The McCarran-Walter Act of 1952, known formally as the Immigration Nationality Act of 1952, empowers the secretary of state to expel foreign nationals who pose a threat to the United States. While the government has not yet explained to a judge precisely why Khalil meets that qualification, the president’s spokesperson, Karoline Leavitt, said that Khalil had “organized group protests that not only disrupted college campus classes and harassed Jewish American students and made them feel unsafe on their own college campus, but also distributed pro-Hamas propaganda fliers with the logo of Hamas.” Leavitt claimed to be in possession of such fliers but said she “didn’t think it was worth the dignity” of sharing them with reporters and has not provided further evidence.

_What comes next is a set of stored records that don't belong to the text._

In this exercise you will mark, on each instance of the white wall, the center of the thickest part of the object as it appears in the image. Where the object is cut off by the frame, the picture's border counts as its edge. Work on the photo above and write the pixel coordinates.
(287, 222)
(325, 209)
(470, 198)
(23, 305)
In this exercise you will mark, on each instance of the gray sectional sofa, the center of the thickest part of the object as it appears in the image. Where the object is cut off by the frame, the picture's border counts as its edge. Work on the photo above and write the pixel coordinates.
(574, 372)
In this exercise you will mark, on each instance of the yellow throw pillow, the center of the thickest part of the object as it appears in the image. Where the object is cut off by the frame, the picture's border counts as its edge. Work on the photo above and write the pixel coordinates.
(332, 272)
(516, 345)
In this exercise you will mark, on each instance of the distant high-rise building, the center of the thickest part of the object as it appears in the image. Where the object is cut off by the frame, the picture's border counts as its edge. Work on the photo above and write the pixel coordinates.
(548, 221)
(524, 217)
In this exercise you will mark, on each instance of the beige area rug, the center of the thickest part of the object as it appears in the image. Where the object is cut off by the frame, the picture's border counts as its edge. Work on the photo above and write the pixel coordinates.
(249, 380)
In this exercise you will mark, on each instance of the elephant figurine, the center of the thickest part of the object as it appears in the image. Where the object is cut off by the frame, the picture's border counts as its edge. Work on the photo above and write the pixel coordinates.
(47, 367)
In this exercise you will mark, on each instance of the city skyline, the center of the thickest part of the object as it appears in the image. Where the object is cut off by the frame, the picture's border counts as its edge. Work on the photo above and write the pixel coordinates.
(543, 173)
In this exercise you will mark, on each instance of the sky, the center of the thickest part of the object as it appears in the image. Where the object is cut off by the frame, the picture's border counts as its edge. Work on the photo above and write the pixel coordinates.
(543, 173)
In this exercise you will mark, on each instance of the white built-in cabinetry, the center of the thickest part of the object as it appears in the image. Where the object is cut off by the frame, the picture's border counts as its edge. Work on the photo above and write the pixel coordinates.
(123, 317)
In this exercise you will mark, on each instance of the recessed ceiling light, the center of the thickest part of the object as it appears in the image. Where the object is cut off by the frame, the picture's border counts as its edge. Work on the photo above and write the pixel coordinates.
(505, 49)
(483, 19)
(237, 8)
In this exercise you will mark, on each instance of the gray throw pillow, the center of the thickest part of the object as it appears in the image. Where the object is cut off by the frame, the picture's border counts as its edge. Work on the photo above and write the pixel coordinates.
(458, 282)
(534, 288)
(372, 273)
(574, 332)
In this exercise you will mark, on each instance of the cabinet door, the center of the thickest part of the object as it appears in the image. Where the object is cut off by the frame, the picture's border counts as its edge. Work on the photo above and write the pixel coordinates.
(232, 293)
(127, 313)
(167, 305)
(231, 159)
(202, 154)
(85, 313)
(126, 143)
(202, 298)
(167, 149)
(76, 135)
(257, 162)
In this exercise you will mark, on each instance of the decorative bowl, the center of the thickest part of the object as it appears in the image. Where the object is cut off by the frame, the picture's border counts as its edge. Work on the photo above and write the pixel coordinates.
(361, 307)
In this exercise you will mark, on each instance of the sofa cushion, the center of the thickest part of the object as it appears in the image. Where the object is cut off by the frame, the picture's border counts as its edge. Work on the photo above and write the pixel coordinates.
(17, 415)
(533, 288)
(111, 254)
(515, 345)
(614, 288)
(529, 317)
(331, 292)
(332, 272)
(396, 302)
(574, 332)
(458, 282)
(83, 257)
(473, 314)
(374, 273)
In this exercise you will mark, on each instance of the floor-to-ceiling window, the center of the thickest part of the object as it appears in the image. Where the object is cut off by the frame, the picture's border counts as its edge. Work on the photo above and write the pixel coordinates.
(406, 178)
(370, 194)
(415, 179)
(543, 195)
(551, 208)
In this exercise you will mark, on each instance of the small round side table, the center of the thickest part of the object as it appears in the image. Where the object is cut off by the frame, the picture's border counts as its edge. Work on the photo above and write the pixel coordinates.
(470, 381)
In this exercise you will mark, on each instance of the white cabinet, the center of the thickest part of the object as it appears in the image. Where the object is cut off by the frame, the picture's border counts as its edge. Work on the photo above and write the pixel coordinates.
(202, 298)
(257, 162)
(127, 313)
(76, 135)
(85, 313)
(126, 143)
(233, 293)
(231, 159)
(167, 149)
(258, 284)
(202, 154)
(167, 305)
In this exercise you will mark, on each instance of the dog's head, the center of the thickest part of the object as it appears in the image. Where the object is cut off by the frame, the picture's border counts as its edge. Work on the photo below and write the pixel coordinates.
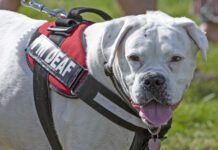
(153, 57)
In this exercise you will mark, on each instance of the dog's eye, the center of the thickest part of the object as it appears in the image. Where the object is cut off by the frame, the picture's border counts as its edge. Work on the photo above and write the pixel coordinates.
(176, 59)
(134, 58)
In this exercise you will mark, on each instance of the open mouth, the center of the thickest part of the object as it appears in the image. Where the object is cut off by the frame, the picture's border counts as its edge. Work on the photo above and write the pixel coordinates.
(154, 113)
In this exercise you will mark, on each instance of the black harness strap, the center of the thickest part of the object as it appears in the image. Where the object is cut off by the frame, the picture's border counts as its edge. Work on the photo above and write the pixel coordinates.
(43, 105)
(42, 93)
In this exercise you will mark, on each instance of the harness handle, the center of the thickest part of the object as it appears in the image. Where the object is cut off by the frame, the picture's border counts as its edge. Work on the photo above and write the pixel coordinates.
(75, 13)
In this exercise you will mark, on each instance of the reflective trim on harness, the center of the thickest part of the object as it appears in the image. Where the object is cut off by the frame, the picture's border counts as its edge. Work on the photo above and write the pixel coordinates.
(56, 62)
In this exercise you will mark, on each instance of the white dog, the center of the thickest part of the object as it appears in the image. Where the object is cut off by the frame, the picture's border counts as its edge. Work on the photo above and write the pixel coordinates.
(153, 57)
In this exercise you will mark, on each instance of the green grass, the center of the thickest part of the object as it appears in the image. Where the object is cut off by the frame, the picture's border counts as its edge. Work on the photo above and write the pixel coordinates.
(195, 122)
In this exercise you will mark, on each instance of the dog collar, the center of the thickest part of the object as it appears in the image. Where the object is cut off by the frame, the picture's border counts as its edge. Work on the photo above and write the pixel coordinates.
(57, 58)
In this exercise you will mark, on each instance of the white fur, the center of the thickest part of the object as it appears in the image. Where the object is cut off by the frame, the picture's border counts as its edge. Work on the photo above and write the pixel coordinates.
(78, 126)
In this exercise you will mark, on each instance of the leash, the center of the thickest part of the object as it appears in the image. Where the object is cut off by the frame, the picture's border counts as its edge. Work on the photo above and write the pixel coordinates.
(78, 80)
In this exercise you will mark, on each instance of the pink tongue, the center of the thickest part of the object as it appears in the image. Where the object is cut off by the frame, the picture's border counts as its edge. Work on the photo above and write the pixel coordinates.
(156, 113)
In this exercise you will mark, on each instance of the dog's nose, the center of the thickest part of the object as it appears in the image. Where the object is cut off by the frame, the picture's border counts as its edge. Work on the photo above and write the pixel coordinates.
(154, 81)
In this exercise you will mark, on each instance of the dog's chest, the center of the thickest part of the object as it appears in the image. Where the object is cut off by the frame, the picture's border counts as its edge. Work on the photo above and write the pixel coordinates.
(81, 127)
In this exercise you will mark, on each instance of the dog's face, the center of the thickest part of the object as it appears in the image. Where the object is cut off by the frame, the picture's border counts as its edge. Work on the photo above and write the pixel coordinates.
(154, 61)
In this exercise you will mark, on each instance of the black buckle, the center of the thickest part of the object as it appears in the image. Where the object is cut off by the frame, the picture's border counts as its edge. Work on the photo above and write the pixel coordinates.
(62, 29)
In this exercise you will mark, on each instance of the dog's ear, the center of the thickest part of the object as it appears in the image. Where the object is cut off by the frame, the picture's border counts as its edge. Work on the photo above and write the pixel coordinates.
(112, 36)
(196, 34)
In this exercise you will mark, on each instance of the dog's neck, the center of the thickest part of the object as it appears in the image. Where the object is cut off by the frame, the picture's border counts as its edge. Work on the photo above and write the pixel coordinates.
(95, 59)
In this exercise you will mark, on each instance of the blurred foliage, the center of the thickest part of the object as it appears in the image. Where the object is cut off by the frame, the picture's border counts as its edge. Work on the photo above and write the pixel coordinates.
(195, 121)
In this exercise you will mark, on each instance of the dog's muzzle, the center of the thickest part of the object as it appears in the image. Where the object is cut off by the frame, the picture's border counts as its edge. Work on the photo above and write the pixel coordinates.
(155, 86)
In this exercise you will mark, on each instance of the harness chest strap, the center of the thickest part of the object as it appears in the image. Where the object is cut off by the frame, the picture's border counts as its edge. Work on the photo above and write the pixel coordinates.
(68, 72)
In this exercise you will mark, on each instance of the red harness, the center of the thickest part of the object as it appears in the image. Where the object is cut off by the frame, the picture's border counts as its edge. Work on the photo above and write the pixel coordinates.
(72, 46)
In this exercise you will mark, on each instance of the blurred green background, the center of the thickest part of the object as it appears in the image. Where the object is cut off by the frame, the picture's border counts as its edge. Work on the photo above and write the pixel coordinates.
(195, 124)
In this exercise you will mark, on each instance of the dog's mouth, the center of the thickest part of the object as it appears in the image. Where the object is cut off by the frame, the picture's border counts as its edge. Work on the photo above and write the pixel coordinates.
(155, 114)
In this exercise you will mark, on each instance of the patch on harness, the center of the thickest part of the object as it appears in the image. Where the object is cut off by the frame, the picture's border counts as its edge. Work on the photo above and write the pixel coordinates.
(56, 62)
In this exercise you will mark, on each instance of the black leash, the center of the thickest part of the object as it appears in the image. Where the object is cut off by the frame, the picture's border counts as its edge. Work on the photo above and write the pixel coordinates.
(43, 105)
(42, 93)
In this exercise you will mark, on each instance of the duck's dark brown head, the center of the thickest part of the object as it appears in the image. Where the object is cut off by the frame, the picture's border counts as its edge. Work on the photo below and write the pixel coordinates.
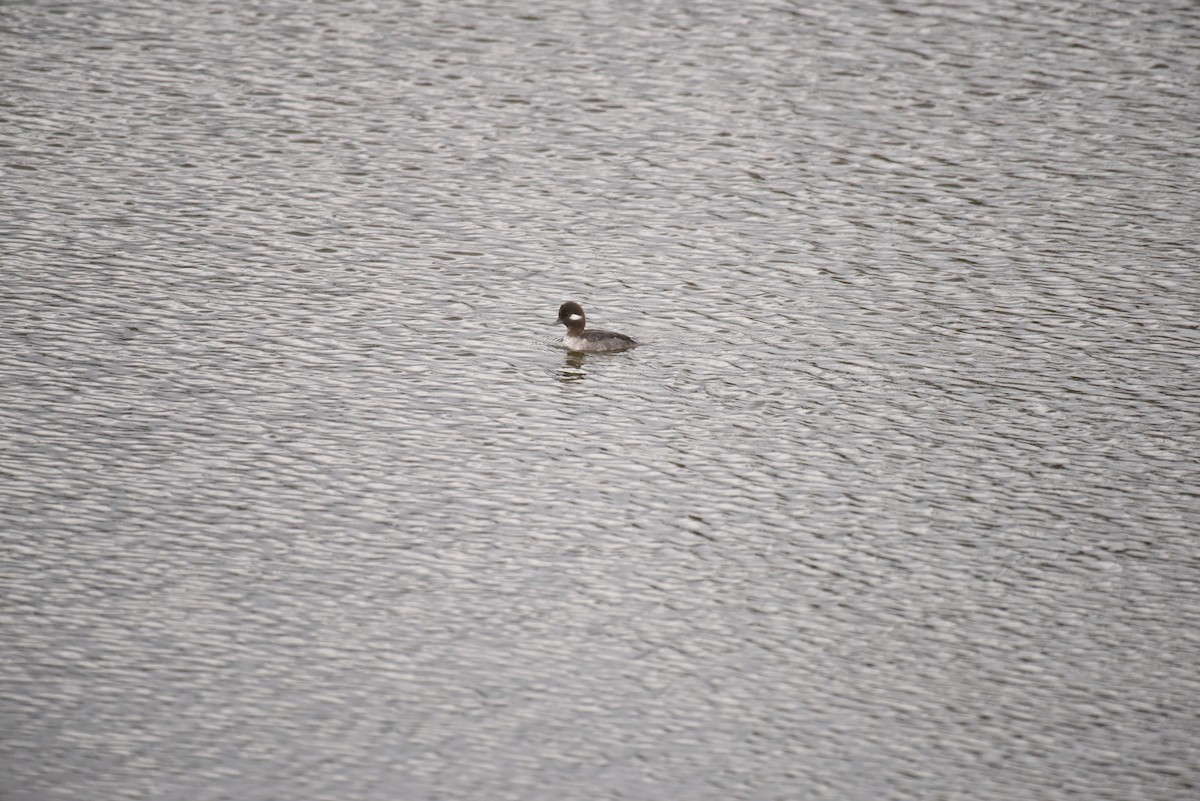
(571, 315)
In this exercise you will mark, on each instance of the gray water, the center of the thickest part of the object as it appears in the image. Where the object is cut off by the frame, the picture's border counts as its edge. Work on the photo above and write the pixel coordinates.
(301, 499)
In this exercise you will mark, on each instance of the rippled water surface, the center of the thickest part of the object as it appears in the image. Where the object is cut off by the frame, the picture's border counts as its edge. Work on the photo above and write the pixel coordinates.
(300, 498)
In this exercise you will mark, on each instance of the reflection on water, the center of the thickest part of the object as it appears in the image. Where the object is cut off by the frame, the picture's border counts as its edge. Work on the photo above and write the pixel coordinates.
(573, 368)
(900, 505)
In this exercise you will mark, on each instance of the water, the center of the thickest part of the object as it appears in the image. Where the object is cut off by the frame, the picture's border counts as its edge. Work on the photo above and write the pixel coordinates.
(300, 499)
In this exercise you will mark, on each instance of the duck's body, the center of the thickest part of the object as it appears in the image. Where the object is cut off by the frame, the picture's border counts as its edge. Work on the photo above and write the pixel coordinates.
(595, 341)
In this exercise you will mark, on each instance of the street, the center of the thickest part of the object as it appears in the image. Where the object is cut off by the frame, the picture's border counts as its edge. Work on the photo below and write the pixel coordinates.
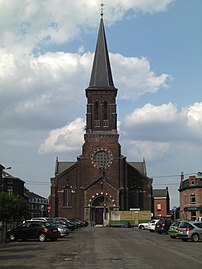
(101, 248)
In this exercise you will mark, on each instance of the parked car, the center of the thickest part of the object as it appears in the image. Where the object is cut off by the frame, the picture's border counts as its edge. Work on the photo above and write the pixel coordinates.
(83, 222)
(190, 230)
(34, 229)
(163, 225)
(66, 222)
(173, 230)
(152, 225)
(145, 225)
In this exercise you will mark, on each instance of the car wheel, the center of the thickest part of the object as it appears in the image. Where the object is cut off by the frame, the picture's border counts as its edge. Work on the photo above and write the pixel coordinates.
(42, 237)
(195, 238)
(12, 237)
(172, 236)
(54, 239)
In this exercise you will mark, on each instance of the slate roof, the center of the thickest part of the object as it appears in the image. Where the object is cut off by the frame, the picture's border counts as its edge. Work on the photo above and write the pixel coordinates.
(101, 75)
(160, 193)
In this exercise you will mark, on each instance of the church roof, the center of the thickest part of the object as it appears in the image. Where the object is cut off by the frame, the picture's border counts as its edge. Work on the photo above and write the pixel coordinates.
(101, 75)
(140, 166)
(160, 193)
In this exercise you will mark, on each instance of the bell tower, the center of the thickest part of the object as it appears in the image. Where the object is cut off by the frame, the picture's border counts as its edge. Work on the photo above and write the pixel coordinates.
(101, 94)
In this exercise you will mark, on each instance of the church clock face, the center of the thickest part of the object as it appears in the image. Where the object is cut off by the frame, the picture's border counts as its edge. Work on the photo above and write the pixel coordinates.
(101, 157)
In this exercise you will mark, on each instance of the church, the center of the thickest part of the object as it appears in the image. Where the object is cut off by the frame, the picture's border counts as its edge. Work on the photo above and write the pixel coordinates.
(100, 180)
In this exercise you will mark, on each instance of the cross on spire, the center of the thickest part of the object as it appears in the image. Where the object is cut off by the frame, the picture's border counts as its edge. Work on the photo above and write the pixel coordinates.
(102, 9)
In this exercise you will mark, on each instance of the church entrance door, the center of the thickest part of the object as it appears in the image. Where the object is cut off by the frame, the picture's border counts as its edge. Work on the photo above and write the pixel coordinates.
(99, 216)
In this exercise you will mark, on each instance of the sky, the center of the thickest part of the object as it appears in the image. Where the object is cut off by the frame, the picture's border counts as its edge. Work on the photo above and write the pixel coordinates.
(46, 54)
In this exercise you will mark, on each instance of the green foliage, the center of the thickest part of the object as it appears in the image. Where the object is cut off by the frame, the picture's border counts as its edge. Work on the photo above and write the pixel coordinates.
(12, 206)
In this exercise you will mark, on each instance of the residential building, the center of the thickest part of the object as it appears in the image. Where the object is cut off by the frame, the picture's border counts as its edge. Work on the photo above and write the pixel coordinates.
(161, 202)
(11, 184)
(191, 197)
(101, 179)
(38, 205)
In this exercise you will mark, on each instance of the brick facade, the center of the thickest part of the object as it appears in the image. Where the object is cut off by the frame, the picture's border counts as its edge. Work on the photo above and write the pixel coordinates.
(161, 202)
(101, 180)
(191, 197)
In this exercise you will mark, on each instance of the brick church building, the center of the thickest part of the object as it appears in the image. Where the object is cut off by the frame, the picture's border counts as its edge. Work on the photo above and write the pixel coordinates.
(101, 180)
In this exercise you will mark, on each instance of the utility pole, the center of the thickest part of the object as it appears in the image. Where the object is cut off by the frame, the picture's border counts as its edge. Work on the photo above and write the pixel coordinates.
(1, 178)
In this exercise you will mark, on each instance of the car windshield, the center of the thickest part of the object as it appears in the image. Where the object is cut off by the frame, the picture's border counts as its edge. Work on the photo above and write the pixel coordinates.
(199, 224)
(176, 223)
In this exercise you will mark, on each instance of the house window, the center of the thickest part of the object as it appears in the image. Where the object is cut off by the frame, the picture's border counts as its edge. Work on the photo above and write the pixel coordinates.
(105, 108)
(105, 123)
(158, 206)
(192, 181)
(67, 196)
(96, 110)
(10, 190)
(193, 198)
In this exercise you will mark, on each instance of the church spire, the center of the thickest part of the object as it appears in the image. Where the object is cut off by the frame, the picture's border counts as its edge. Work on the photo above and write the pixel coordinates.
(101, 75)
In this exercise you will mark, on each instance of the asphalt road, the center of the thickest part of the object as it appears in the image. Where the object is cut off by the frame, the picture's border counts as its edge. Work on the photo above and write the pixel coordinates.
(101, 248)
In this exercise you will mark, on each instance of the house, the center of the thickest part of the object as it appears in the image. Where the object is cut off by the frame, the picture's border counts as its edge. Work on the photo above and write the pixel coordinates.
(101, 180)
(190, 190)
(161, 202)
(11, 184)
(38, 205)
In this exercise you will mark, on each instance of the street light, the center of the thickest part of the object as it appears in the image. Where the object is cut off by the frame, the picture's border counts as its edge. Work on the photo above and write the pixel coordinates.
(1, 176)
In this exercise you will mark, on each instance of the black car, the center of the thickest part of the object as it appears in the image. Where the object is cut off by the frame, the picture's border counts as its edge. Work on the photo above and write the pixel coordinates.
(34, 229)
(163, 225)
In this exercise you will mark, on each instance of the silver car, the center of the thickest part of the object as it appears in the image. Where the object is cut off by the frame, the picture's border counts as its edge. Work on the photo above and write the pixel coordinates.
(190, 230)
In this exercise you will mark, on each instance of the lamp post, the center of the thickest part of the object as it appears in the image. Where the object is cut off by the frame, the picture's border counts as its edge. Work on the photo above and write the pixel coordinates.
(1, 178)
(2, 183)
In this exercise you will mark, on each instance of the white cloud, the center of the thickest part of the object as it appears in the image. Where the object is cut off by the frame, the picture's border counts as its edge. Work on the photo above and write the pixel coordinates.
(27, 25)
(152, 134)
(42, 89)
(149, 149)
(135, 76)
(67, 138)
(164, 123)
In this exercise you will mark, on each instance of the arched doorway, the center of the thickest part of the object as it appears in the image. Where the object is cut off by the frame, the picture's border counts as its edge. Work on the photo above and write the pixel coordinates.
(100, 207)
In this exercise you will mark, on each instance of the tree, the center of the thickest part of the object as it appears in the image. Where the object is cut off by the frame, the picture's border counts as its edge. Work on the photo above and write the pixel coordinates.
(11, 207)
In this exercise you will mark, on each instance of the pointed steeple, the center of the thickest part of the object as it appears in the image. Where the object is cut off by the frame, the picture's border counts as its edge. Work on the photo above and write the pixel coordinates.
(101, 75)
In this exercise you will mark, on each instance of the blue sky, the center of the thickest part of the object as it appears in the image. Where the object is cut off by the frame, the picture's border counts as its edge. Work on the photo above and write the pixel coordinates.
(46, 57)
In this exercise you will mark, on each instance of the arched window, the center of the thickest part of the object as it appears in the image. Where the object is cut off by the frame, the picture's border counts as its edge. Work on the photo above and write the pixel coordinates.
(105, 114)
(105, 110)
(96, 110)
(67, 196)
(96, 114)
(193, 198)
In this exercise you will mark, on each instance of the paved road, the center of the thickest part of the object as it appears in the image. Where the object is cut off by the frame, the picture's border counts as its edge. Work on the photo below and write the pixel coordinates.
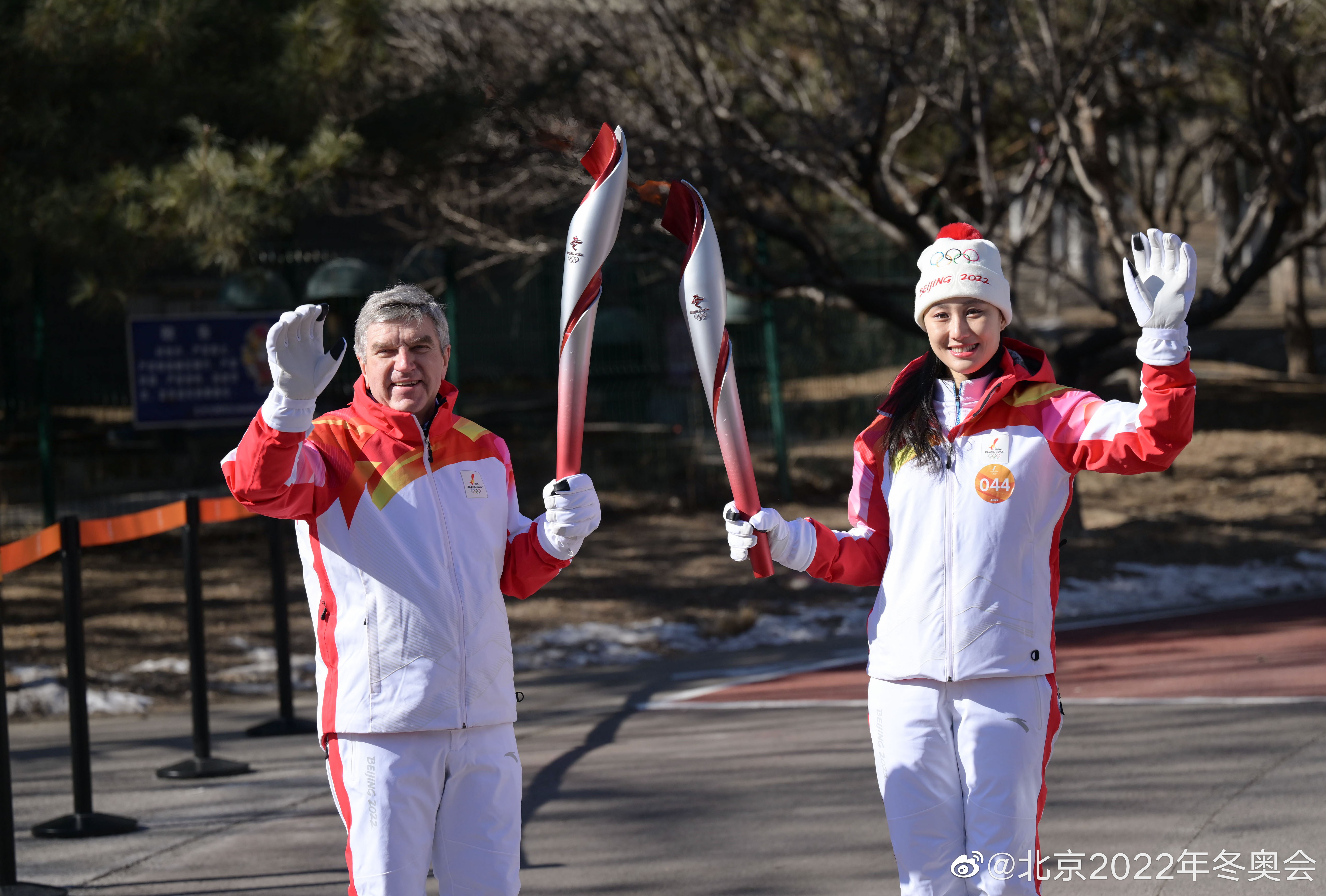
(691, 802)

“This is the first arrest of many to come,” Trump posted on his social media platform, Truth Social.
All Americans should be concerned about that. But American Jews should be deeply alarmed.
The McCarran-Walter Act was designed primarily to detain, deport and otherwise bar entry visas to communists. But while it did not mention Jews specifically, its practical function barred the immigration of many European Jews from entering the United States. Its author, Pat McCarran, a conservative Democrat from Nevada, was a dogged antisemite who likely intended the legislation to keep the United States safe not just from communists, but from Jews.